EagerEye for VS Code
Real-time static analysis for detecting N+1 queries in Rails applications.
Catch N+1 queries before they hit production — right in your editor.
Table of Contents
Features
Real-time Analysis — Automatically analyzes Ruby files on save, highlighting potential N+1 issues instantly.
Problem Highlighting — Squiggly underlines show exactly where N+1 queries may occur in your code.
Quick Fixes — One-click fixes for common issues like replacing .pluck(:id) with .select(:id).
Status Bar Integration — See issue count at a glance in your VS Code status bar.
7 Detector Types — Comprehensive detection covering the most common N+1 patterns in Rails applications.
Installation
Prerequisites
Install the EagerEye gem:
gem install eager_eye
Or add to your Gemfile:
gem "eager_eye", group: :development
Install Extension
Option 1: Search for "EagerEye" in VS Code Extensions (Cmd+Shift+X / Ctrl+Shift+X)
Option 2: Install from VS Code Marketplace
Option 3: Command line:
code --install-extension hamzagedikkaya.eager-eye
Quick Start
- Open a Rails project in VS Code
- Open any Ruby file (controller, model, serializer, etc.)

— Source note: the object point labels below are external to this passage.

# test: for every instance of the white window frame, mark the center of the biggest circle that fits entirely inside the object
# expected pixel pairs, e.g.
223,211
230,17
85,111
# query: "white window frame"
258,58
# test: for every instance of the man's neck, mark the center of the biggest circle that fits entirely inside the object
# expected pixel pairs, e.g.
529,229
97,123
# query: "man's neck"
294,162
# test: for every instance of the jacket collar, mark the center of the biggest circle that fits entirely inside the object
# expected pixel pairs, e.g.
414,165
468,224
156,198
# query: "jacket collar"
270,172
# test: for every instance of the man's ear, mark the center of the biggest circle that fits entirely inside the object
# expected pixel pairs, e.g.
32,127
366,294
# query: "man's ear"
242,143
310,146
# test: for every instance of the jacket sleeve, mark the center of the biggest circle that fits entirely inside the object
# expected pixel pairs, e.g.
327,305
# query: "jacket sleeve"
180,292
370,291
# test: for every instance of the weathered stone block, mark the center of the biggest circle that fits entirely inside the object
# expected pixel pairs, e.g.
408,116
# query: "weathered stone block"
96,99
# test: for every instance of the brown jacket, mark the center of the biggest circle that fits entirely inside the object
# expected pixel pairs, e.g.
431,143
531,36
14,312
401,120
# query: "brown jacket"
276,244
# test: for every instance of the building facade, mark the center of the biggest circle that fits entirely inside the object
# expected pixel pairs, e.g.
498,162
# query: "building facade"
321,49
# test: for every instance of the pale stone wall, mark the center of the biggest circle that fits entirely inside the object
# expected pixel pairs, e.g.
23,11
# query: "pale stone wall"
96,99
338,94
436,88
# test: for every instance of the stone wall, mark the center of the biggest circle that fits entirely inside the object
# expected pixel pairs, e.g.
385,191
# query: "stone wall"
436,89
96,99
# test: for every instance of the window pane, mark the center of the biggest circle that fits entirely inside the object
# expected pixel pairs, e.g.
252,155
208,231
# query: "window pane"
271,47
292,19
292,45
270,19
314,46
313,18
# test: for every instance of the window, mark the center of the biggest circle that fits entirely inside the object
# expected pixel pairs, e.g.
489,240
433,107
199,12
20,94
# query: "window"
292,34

- Save the file — EagerEye automatically analyzes it
- Issues appear as warnings with squiggly underlines
- Hover over underlined code to see details and suggestions
Detected Issues
EagerEye detects 7 types of N+1 query patterns:
| Detector |
Description |
| Loop Association |
Queries inside iterations (posts.each { \|p\| p.author }) |
| Serializer Nesting |
Association calls in serializer blocks |
| Missing Counter Cache |
.count/.size calls that could use counter cache |
| Custom Method Query |
.where/.find_by on associations inside loops |
| Count in Iteration |
.count inside loops (always executes query) |
| Callback Query |
N+1 patterns inside ActiveRecord callbacks |
| Pluck to Array |
.pluck(:id) used in where instead of subquery |
Quick Fixes
- Auto-fix generic N+1 queries where possible.
- Pluck to Select: Safely converts
.pluck(:id) to .select(:id) inside where clauses.
- Smart Safety: Only fixes safe patterns and ignores small collections (Info severity).
Severity Levels
- Error: Critical N+1 queries (e.g.
.all.pluck).
- Warning: Standard N+1 queries.
- Info: Low impact issues or small collections.
Example Detection
# EagerEye will warn about this:
posts.each do |post|
post.author.name # ⚠️ N+1 query detected
post.comments.count # ⚠️ COUNT query for each post
end
# Suggested fix:
posts.includes(:author, :comments).each do |post|
post.author.name # ✓ No additional query
post.comments.size # ✓ No additional query
end
Commands
Access commands via Command Palette (Cmd+Shift+P / Ctrl+Shift+P):
| Command |
Description |
EagerEye: Analyze Current File |
Manually trigger analysis on active file |
EagerEye: Analyze Workspace |
Analyze all Ruby files in workspace |
EagerEye: Clear Diagnostics |
Clear all EagerEye warnings |
Extension Settings
Configure EagerEye in VS Code settings (Cmd+, / Ctrl+,):
| Setting |
Default |
Description |
eagerEye.enable |
true |
Enable/disable the extension |
eagerEye.analyzeOnSave |
true |
Automatically analyze on file save |
eagerEye.gemPath |
eager_eye |
Path to eager_eye executable |
eagerEye.enabledDetectors |
[] |
Specific detectors to enable (empty = all) |
eagerEye.excludePatterns |
["**/spec/**", "**/test/**", "**/vendor/**"] |
Glob patterns to exclude |
Example Configuration
{
"eagerEye.enable": true,
"eagerEye.analyzeOnSave": true,
"eagerEye.excludePatterns": [
"**/spec/**",
"**/test/**",
"**/vendor/**",
"**/legacy/**"
],
"eagerEye.enabledDetectors": [
"loop_association",
"serializer_nesting"
]
}
How It Works
EagerEye uses static analysis with AST (Abstract Syntax Tree) parsing to detect potential N+1 query patterns without running your code. This means:
- No test suite required — Works on any Ruby file
- No runtime overhead — Analysis happens at parse time
- Instant feedback — See issues as you code
For comprehensive N+1 detection, use EagerEye alongside runtime tools like Bullet.
License
This extension is available as open source under the terms of the MIT License.